Up to the Phylogenetics main page

In this homework assignment you will use what you know (from the lecture on March 10) about Dirichlet process priors to compute the probability of each possible clustering of 3 genes.

Assume that there are 3 genes (A, B, and C), and that a Dirichlet process prior governs the clustering of genes according to preferred tree topology.

One possible configuration seats all 3 genes at the same “table” (using the restaurant metaphor). In this configuration, all 3 genes mush share the same topology.

The configuration at the opposite extreme seats each of the 3 genes at its own table, and each table gets its own private tree topology.
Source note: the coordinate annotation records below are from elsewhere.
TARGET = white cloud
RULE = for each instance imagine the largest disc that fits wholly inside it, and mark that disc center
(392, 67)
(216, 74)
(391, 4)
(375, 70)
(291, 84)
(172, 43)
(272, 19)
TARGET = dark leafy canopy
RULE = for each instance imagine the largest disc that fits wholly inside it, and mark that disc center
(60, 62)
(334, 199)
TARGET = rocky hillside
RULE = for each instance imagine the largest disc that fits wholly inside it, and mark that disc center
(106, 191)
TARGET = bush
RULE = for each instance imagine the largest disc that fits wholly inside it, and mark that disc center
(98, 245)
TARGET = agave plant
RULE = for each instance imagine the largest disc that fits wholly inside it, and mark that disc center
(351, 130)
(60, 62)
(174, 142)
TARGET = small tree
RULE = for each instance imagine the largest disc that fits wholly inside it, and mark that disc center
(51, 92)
Note that the same “dish” (tree topology) can be served at different tables, so it is possible that all 3 genes share one topology despite sitting at different tables.

Assuming \(\alpha = 3\), answer the following two questions (and show your work so I can figure out what happened if you get a different answer than me):

Question 1

Calculate the prior probabilities of all possible configurations of the 3 genes under the Dirichlet process model. Note that slide 7 in the March 10 lecture notes provides almost everything you need to answer this question.

configuration probability
ABC  
BC|A  
AC|B  
AB|C  
A|B|C  

Question 2

What is the expected number of groups? (See slide 12 from the March 10 lecture notes.)